If so, how does your argument address the fact that this implies any given "reasoning" model can be trained without giving it a single example of something you would consider "reasoning"? (in fact, a "reasoning" model may be produced by random chance?)
wongarsu•9m ago
Don't humans do the same in conversation? How should an intelligent being (constrained to the same I/O system) respond here to show that it is in fact intelligent?
monkpit•22m ago
In every LLM thread someone chimes in with “it’s just a statistical token predictor”.
I feel this misses the point and I think it dismisses attention heads and transformers, and that’s what sits weird with me every time I see this kind of take.
There _is_ an assumption being made within the model at runtime. Assumption, confusion, uncertainty - one camp might argue that none of these exist in the LLM.
But doesn’t the implementation constantly make assumptions? And what even IS your definition of “assumption” that’s not being met here?
Edit: I guess my point, overall, is: what’s even the purpose of making this distinction anymore? It derails the discussion in a way that’s not insightful or productive.
wongarsu•21m ago
Discussing whether models can "reason" or "think" is a popular debate topic on here, but I think we can all at least agree that they do something that at least resembles "reasoning" and "assumptions" from our human point of view.
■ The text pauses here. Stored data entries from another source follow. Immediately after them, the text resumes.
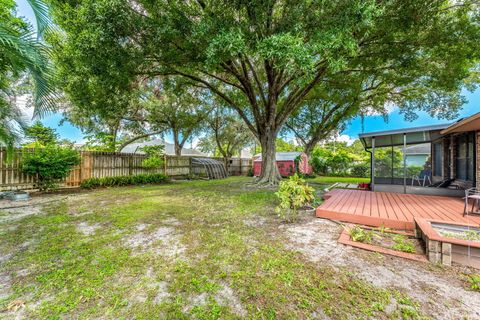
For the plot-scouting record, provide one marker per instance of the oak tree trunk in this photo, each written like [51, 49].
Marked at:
[270, 174]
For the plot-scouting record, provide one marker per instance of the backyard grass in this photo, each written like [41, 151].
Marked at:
[203, 249]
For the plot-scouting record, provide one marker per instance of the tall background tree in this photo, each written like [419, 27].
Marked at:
[263, 58]
[178, 109]
[226, 135]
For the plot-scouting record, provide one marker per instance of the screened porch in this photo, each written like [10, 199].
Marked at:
[419, 161]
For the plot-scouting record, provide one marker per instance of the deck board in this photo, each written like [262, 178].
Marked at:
[393, 210]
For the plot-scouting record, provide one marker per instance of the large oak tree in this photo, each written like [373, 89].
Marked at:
[264, 57]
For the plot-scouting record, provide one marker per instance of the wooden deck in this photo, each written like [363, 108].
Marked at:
[392, 210]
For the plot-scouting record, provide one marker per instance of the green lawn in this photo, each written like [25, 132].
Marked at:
[203, 249]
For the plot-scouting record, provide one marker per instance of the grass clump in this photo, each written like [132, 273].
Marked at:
[402, 243]
[359, 234]
[474, 281]
[151, 178]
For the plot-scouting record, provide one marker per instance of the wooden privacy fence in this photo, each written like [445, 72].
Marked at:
[107, 164]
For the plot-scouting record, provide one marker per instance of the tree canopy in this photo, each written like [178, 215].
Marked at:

And if in its chain-of-thought it decides your prompt is wrong it will go ahead answering what it assumes is the right prompt
sejje•21m ago
Yes, and it can express its assumptions in text.
Ask it to make some assumptions, like about a stack for a programming task, and it will.
Whether or not the mechanism behind it feels like real thinking to you, it can definitely do this.
og_kalu•15m ago
The problem you've just described is a problem with humans as well. LLMs are assuming all the time. Maybe you would like to call it another word, but it is happening.